Scott,
I compiled and ran your test program (with a few small errors
corrected):
#include <stdlib.h>
#include <stdio.h>
#include <inttypes.h>
#include "myriexpress.h"
int main(int argc, char *argv[]) {
uint32_t ep_id, sid, result = 0;
uint64_t nic_id;
mx_return_t ret;
mx_endpoint_t ep;
mx_endpoint_addr_t epa;
mx_request_t request;
mx_status_t status;
mx_init();
ret = mx_open_endpoint(0, 0, 0, NULL, 0, &ep); /* use the first
NIC, open endpoint 0, filter = 0, no params */
if (ret) {
printf("open_endpoint() returned %s\n", mx_strerror(ret));
exit(1);
}
ret = mx_get_endpoint_addr(ep, &epa);
if (ret) {
printf("get_endpoint_addr() returned %s\n", mx_strerror(ret));
exit(1);
}
ret = mx_decompose_endpoint_addr2(epa, &nic_id, &ep_id, &sid);
if (ret) {
printf("mx_decompose_endpoint_addr2() returned %s\n",
mx_strerror(ret));
exit(1);
}
ret = mx_iconnect(ep, nic_id, 0, 0, 0, NULL, &request);
if (ret) {
printf("iconnect() returned %s\n", mx_strerror(ret));
exit(1);
}
do {
ret = mx_test(ep, &request, &status, &result);
if (result)
printf("iconnect completed with status %s\n",
mx_strstatus(status.code));
} while (!result);
mx_finalize();
return 0;
}
Running it is successful:
jrandall@begbie:/tmp$ ./omxtestself
iconnect completed with status Success
However, I'm not really sure what this is testing -- it seems like it
is only opening one endpoint, looking up that endpoint address, and
then trying to connect to it.
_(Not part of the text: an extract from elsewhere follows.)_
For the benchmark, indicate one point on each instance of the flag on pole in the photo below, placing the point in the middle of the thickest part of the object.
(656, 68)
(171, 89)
I thought the failure I was observing
was that when the client (on one endpoint) tried to connect to the
server (on another endpoint?) on the same host. Am I mistaken about
that? In any case, I've tried to extend your test to cover that
scenario:
#include <stdlib.h>
#include <stdio.h>
#include <inttypes.h>
#include "myriexpress.h"
int main(int argc, char *argv[]) {
uint32_t ep_id, sid, result = 0;
uint64_t nic_id;
uint64_t nic_id_from_hostname;
mx_return_t ret;
mx_endpoint_t ep;
mx_endpoint_addr_t epa;
mx_request_t request;
mx_status_t status;
mx_endpoint_t ep2;
mx_init();
ret = mx_open_endpoint(0, 0, 0, NULL, 0, &ep); /* use the first
NIC, open endpoint 0, filter = 0, no params */
if (ret) {
printf("open_endpoint() returned %s\n", mx_strerror(ret));
exit(1);
}
ret = mx_get_endpoint_addr(ep, &epa);
if (ret) {
printf("get_endpoint_addr() returned %s\n", mx_strerror(ret));
exit(1);
}
ret = mx_decompose_endpoint_addr2(epa, &nic_id, &ep_id, &sid);
if (ret) {
printf("mx_decompose_endpoint_addr2() returned %s\n",
mx_strerror(ret));
exit(1);
}
ret = mx_iconnect(ep, nic_id, 0, 0, 0, NULL, &request);
if (ret) {
printf("iconnect() returned %s\n", mx_strerror(ret));
exit(1);
}
do {
ret = mx_test(ep, &request, &status, &result);
if (result)
printf("iconnect completed with status %s\n",
mx_strstatus(status.code));
} while (!result);
/* now test connecting to self by hostname */
ret = mx_hostname_to_nic_id("begbie:0", &nic_id_from_hostname);
ret = mx_iconnect(ep, nic_id_from_hostname, 0, 0, 0, NULL,
&request);
if (ret) {
printf("iconnect() returned %s\n", mx_strerror(ret));
exit(1);
}
do {
ret = mx_test(ep, &request, &status, &result);
if (result)
printf("iconnect to nic_id from hostname completed with status
%s\n", mx_strstatus(status.code));
} while (!result);
/* finally, try opening a second endpoint and connect to the first
from the new one */
ret = mx_open_endpoint(0, 1, 0, NULL, 0, &ep2); /* open a second
endpoint using the first NIC, endpoint 1, filter = 0, no params */
if (ret) {
printf("open_endpoint() returned %s\n", mx_strerror(ret));
exit(1);
}
ret = mx_iconnect(ep2, nic_id_from_hostname, 0, 0, 0, NULL,
&request); /* connect to first endpoint with second */
if (ret) {
printf("iconnect() returned %s\n", mx_strerror(ret));
exit(1);
}
do {
ret = mx_test(ep2, &request, &status, &result);
if (result)
printf("iconnect between endpoints completed with status %s
\n", mx_strstatus(status.code));
} while (!result);
mx_finalize();
return 0;
}
This results in:
jrandall@begbie:/tmp$ OMX_CONNECT_POLLALL=1 ./omxtestself2
OMX: Forcing connect polling all endpoints to enabled
iconnect completed with status Success
iconnect to nic_id from hostname completed with status Success
(it does not exit, but seems to loop forever in the final mx_test loop)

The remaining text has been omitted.